Knowing the genomic identity of the most aggressive cancers will allow, firstly, more accurate diagnoses and, secondly, the choice of the most optimal treatment for each patient, something that until now was very difficult for these types of cancer.

The research was co-directed by Geoff Macintyrehead of the Computational Oncology group at CNIO, and florian markowetzsenior researcher at Cancer Research UK Cambridge Institute (UK), and scientist at the Spanish center, Bárbara Hernandoas well as researchers from other British, Canadian, Belgian and German centers.

The work is focused on deciphering the call chromosomal instability, one of the characteristics of the most aggressive cancers. Under normal conditions, the cells of the body, when dividing, ensure that the daughter cells have the correct number of chromosomes. However, a cancer cell often loses or gains chromosomal fragments or entire chromosomes, and therefore their genomes do not have the right amount of genetic material.

East genetic chaoscaused by a mechanism known as genomic instability, is detected to a greater extent in more severe cancers, those with the highest mortality rates. Therefore, higher levels of genomic instability are associated with more advanced stages of cancer, worse prognosis of cure, metastasis and resistance to therapies commonly used in the clinic against these aggressive tumors.

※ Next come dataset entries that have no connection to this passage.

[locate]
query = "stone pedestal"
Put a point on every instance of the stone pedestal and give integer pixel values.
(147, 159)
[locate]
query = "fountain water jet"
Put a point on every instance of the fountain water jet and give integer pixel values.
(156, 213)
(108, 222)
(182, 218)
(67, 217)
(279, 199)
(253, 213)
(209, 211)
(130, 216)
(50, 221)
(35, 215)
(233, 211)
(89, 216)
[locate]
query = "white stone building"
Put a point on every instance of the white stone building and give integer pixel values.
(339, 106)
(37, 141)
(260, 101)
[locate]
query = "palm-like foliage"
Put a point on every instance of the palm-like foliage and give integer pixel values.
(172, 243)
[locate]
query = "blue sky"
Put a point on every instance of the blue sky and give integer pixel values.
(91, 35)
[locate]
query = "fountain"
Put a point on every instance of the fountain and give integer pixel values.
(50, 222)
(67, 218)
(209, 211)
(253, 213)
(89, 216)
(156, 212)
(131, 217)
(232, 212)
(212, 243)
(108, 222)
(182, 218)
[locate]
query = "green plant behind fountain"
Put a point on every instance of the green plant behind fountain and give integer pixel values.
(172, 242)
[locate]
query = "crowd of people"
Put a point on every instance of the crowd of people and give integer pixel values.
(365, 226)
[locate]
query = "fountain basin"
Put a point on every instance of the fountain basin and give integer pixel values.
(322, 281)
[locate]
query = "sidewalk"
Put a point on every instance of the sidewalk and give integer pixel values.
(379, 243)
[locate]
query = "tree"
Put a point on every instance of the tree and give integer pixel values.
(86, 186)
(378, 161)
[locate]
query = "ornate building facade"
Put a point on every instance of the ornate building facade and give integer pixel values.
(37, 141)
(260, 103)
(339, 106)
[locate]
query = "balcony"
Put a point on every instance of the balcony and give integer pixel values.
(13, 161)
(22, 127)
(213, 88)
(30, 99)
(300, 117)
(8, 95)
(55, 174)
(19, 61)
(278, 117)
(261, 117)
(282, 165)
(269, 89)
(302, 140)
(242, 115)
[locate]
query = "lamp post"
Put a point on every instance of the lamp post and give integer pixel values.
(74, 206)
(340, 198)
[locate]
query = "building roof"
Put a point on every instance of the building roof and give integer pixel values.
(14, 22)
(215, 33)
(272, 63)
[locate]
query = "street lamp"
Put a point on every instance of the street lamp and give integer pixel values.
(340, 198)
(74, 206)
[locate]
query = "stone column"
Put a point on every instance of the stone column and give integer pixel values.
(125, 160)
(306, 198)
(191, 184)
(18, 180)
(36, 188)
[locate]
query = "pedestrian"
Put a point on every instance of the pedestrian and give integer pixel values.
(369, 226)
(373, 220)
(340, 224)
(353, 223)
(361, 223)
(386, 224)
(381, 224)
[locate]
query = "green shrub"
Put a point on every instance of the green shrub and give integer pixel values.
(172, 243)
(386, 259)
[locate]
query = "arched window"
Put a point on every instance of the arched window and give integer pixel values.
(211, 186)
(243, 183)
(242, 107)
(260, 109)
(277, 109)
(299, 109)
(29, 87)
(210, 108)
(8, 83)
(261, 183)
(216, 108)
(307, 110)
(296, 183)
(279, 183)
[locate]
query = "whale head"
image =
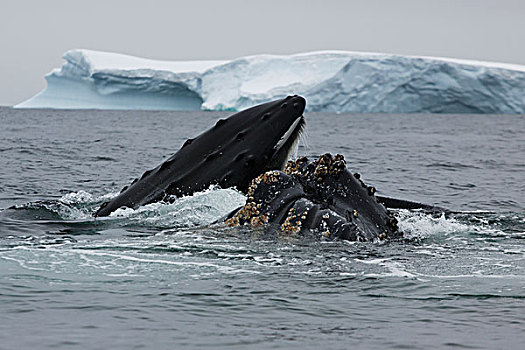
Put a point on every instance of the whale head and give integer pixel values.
(230, 154)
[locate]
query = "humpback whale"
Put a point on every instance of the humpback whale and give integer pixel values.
(250, 151)
(320, 195)
(230, 154)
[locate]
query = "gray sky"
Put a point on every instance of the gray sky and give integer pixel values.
(35, 34)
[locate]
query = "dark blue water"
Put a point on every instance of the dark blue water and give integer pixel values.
(160, 276)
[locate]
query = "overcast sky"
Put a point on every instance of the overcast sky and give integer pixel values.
(35, 34)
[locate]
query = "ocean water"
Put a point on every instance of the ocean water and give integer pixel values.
(162, 277)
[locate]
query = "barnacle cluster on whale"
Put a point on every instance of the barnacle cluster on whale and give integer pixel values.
(319, 195)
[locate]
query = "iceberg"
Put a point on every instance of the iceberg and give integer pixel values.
(334, 81)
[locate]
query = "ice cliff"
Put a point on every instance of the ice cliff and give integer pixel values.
(331, 81)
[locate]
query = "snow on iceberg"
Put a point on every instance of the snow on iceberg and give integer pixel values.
(335, 81)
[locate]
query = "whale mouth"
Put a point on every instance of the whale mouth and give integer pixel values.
(284, 148)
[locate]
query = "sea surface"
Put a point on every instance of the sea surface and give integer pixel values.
(162, 277)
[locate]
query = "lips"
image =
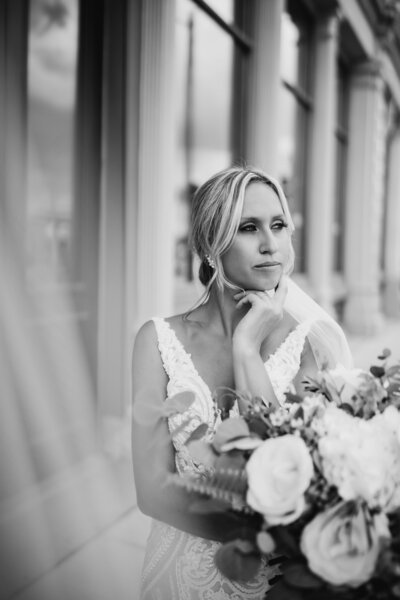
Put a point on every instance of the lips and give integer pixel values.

Chromosomal instability is a very complex biological phenomenon, as it has varied causes and multiple consequences. Because of this, until now, when a tumor is detected, the clinical diagnosis is limited to indicating whether it has high or low chromosomal instability, but does not analyze the extent or causes of this genomic instability. And that is precisely what, from now on, allows the work of the CNIO researchers.

The research characterized the causes, diversity and extent of chromosomal instability associated with the most severe tumors. But the work goes much further, as it relates each different type of chromosomal instability with the characteristics that the disease presents in cancer patients. Knowing each specific tumor in depth will allow both the diagnosis and the chosen treatment to be much more accurate.

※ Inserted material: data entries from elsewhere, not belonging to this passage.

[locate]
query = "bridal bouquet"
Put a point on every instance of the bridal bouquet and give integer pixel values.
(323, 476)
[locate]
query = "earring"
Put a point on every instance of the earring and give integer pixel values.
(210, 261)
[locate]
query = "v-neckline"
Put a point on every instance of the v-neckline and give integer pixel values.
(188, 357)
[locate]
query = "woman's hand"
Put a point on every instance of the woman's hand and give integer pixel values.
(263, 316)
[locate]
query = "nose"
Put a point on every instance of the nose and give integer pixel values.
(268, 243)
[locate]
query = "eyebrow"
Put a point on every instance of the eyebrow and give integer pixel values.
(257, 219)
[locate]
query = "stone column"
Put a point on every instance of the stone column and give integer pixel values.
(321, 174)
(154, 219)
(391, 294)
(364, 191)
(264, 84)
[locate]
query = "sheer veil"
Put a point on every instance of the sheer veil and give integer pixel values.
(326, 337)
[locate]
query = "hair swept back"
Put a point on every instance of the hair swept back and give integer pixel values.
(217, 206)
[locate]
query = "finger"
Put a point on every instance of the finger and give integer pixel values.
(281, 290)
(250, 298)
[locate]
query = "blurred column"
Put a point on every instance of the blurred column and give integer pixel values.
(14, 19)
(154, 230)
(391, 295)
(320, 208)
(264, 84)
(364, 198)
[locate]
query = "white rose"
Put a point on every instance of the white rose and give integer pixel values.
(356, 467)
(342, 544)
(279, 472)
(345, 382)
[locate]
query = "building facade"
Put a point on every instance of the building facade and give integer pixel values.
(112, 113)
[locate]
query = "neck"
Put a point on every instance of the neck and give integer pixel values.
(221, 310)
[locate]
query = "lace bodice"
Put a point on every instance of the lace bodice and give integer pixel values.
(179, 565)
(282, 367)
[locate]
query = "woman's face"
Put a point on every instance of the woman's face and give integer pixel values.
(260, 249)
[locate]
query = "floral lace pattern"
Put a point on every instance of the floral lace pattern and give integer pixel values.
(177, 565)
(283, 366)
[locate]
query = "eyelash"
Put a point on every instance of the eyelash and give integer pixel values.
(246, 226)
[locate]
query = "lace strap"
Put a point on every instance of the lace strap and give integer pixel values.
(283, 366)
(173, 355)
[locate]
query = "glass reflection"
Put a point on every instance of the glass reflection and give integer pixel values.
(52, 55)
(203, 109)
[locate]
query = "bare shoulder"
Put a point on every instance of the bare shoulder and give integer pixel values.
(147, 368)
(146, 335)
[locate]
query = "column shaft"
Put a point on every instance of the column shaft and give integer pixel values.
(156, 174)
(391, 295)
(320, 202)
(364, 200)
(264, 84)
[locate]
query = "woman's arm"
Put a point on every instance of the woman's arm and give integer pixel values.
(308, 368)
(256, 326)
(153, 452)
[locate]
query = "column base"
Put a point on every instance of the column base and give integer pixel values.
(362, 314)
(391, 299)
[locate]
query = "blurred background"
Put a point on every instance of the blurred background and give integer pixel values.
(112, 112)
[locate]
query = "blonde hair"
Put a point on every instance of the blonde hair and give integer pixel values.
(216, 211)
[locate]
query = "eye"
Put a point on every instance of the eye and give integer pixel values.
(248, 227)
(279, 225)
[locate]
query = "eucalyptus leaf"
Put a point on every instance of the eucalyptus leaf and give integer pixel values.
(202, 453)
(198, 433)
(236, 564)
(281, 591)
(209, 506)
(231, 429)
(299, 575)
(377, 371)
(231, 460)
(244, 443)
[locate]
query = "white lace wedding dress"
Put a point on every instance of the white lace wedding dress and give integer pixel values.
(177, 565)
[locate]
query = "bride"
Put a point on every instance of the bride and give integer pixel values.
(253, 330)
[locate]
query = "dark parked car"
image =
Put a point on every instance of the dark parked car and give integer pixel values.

Being able to use precision medicine

Currently, the most advanced treatment for cancer is based on the so-called precision medicine which allows the choice of therapy adjusted to the genetic and molecular characteristics of each patient’s tumor. The problem with tumors with high chromosomal instability is that they have not allowed this type of drug to be used effectively because there is not a single ‘defective’ gene in them, but many.

The authors’ work eliminates this impossibility because it establishes a catalog of patterns of chromosomal instability that can be identified at the time of diagnosis.

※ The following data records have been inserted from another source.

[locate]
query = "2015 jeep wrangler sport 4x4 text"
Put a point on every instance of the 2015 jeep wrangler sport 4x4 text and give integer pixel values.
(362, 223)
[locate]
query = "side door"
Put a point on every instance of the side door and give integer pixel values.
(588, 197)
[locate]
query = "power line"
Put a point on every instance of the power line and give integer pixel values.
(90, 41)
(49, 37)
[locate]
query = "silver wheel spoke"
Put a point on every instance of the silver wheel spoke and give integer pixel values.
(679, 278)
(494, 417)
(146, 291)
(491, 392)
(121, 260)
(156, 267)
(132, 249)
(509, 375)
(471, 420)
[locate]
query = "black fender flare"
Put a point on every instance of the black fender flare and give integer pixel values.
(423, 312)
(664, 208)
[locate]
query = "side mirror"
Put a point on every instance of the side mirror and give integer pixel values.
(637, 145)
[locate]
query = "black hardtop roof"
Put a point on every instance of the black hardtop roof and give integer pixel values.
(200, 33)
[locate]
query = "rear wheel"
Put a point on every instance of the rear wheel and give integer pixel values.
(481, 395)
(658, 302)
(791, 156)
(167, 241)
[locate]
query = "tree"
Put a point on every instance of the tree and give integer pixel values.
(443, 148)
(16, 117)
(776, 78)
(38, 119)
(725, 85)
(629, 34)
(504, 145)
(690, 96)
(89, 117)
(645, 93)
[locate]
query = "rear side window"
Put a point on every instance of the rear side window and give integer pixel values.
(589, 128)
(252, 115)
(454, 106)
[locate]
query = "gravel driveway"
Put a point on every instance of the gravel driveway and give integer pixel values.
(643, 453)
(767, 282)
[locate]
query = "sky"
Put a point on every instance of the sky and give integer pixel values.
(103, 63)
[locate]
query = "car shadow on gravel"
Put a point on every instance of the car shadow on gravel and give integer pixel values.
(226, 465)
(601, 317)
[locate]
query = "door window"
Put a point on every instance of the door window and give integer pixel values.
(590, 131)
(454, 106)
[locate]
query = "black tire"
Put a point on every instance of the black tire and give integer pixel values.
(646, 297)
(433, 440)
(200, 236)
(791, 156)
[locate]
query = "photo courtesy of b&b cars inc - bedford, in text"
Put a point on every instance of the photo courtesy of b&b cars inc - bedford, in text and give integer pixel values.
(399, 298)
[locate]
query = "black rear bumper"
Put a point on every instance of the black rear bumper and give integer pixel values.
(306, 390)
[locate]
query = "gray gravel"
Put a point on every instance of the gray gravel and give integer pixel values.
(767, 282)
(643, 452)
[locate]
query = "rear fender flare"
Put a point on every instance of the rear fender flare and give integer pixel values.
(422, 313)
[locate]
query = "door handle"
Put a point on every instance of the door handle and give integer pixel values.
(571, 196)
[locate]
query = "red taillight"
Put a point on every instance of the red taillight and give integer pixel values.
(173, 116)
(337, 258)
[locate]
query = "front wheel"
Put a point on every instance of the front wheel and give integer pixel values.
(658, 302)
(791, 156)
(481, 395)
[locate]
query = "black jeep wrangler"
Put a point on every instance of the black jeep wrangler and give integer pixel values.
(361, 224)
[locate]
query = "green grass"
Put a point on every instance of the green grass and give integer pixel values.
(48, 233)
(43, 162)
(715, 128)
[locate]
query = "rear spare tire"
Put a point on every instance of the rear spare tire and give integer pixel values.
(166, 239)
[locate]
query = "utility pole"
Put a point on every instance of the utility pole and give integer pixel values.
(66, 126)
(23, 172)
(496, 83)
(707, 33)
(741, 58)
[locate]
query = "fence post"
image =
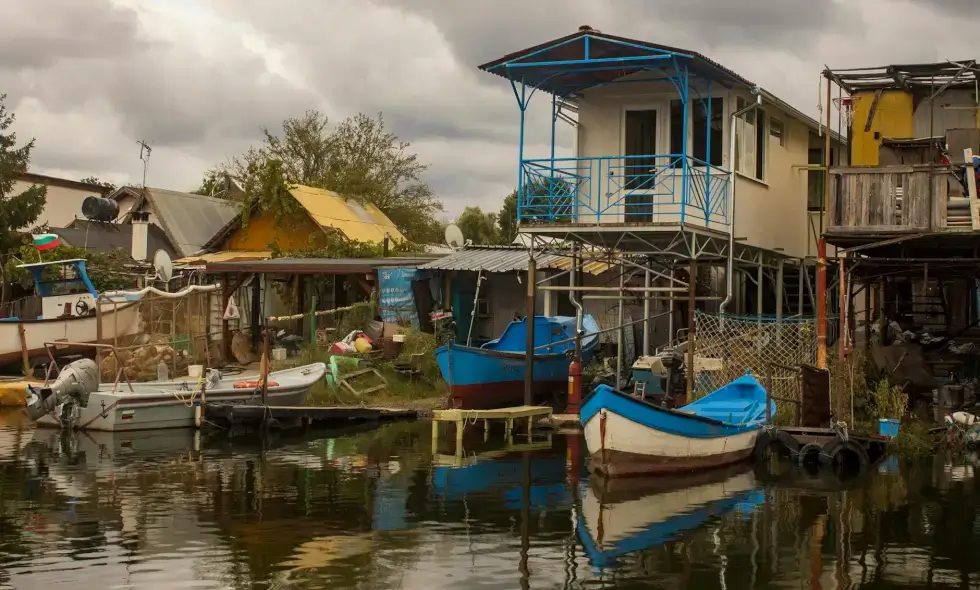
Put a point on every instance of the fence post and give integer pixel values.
(312, 327)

Each of these patterns is associated with information about its possible response to drugs commonly used against different types of tumors and the identification of other possible pharmacological targets. Which means that these patterns will serve as extremely useful oncological biomarkers for the diagnosis of the most aggressive tumors and, above all, for choosing the most appropriate therapy to combat them.

7,880 tumor samples from 33 types of cancer

As Geoff Macyntire, co-director of the research, explains: “Our biomarkers can predict the effectiveness of therapies in a specific tumor. To obtain these patterns of the different genomic chaos, we analyzed the chromosomal instability of 7,880 tumor samples from 33 different types of cancer.”

The group that carried out this research created a spin-off called Tailor Bio, based in the United Kingdom, which licensed the patent for the method described in the article by Nature, in addition to another patent obtained in previous works that the team developed in the same line of work. The researchers’ intention with these steps is that this advance begins to be used in clinical practice as soon as possible.